Find filterable attributes — call apm-attributes-list with attribute_type: "span" or "resource".
Get actual values — call apm-attribute-values-list with a key to see the real values in use.

Only then construct query-apm-spans filters. Custom attributes vary per project and cannot be guessed.

By filters

posthog:query-apm-spans
{
  "query": {
    "serviceNames": ["api-gateway"],
    "dateRange": {"date_from": "-1h"},
    "filterGroup": [
      {"key": "http.status_code", "operator": "gt", "type": "span_attribute", "value": "499"}
    ]
  }
}

By trace ID (when known)

posthog:apm-trace-get
{
  "trace_id": "0123456789abcdef0123456789abcdef"
}

Common gotchas

Durations are nanoseconds. 1 second = 1_000_000_000. Filter values in query-apm-spans for duration are also nanoseconds.
status_code == 2 is Error. 0 is Unset, 1 is OK. Use OK to match {0, 1} in the UI filter.
kind is an integer 0–5: 0 Unspecified, 1 Internal, 2 Server, 3 Client, 4 Producer, 5 Consumer.
parent_span_id of a root span is "0000000000000000" (16 zero hex chars, matching the 8-byte span ID width — not the 16-byte trace ID width), not null.

Parsing large trace results

Trace tool results are JSON. When too large to read inline, Claude Code persists them to a file.

Persisted file format

[{ "type": "text", "text": "{\"results\": [...], \"_posthogUrl\": \"...\"}" }]
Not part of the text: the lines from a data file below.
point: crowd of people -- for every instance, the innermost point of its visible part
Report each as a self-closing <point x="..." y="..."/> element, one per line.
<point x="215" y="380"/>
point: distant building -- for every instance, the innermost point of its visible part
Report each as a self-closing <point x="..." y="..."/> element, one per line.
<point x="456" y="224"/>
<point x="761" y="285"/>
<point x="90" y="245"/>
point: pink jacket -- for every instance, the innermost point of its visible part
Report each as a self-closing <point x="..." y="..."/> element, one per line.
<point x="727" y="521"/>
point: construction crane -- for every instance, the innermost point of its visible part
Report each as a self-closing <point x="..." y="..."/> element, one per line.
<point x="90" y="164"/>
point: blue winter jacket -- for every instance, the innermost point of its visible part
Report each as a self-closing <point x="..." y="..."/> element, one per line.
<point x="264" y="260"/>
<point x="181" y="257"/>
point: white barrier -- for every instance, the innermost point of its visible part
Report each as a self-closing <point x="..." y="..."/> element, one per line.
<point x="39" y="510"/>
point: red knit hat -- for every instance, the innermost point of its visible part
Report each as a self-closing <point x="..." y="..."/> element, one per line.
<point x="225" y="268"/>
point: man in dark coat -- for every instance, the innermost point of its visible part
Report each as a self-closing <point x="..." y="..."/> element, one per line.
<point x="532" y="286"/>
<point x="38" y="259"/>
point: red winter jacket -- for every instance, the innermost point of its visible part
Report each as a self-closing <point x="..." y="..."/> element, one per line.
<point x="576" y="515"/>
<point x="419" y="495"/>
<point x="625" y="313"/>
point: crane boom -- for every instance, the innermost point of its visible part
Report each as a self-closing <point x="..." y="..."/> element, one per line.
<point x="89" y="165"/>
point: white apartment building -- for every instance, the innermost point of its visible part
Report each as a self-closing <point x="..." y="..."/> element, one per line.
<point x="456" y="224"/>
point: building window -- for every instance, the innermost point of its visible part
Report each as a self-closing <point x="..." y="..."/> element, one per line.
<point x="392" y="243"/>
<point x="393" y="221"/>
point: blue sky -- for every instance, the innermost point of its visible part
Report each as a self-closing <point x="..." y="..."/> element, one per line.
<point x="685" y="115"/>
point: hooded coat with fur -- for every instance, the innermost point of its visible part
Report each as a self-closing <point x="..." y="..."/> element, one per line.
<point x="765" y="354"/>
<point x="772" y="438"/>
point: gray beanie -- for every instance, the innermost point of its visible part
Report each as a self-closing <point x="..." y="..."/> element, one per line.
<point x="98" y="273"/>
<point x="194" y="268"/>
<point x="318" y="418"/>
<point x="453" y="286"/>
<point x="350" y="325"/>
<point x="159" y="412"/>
Every script in scripts/ unwraps this envelope before parsing.

Trace JSON structure

results (array of span dicts)
  └── each span:
        ├── uuid, trace_id, span_id, parent_span_id (hex strings)
        ├── name, kind (int 0–5), service_name
        ├── status_code (int 0–2), is_root_span (bool)
        ├── timestamp, end_time (ISO 8601)
        ├── duration_nano (int, nanoseconds)
        ├── attributes (map of span-level OTel attributes, e.g. db.statement, http.url)
        └── matched_filter (0/1 — 1 if this span matched the query-apm-spans filter, 0 if it
            only shares a trace with a match; always present, only meaningful from query-apm-spans)

Available scripts

Script	Purpose	Usage
`print_summary.py`	Trace metadata, services, slowest spans, errors	`python3 scripts/print_summary.py FILE`
`print_timeline.py`	DFS-indented tree from `parent_span_id` walk	`python3 scripts/print_timeline.py FILE`
`extract_span.py`	Full row + parent/children for spans matching a name	`SPAN="name" python3 scripts/extract_span.py FILE`
`search_spans.py`	Find a keyword across name, service_name, IDs	`SEARCH="kw" python3 scripts/search_spans.py FILE`
`show_structure.py`	Show JSON keys and types without values	`python3 scripts/show_structure.py FILE`

Tips

Always set dateRange on query-apm-spans — queries without a time range are slow. Default is -1h; widen only when needed.
Always include the _posthogUrl in your response so the user can click through.
Span-level attributes are in the apm-trace-get / query-apm-spans payload (each span's attributes map). Resource attributes are not — use apm-attributes-list (type resource) and apm-attribute-values-list for those.
is_root_span is the cheap way to find the trace entry — don't string-match 00000000….
For aggregates (p95 by operation, slowest children of a span), use apm-spans-aggregate for a flat view or apm-spans-tree for parent→child edges — don't reach for SQL.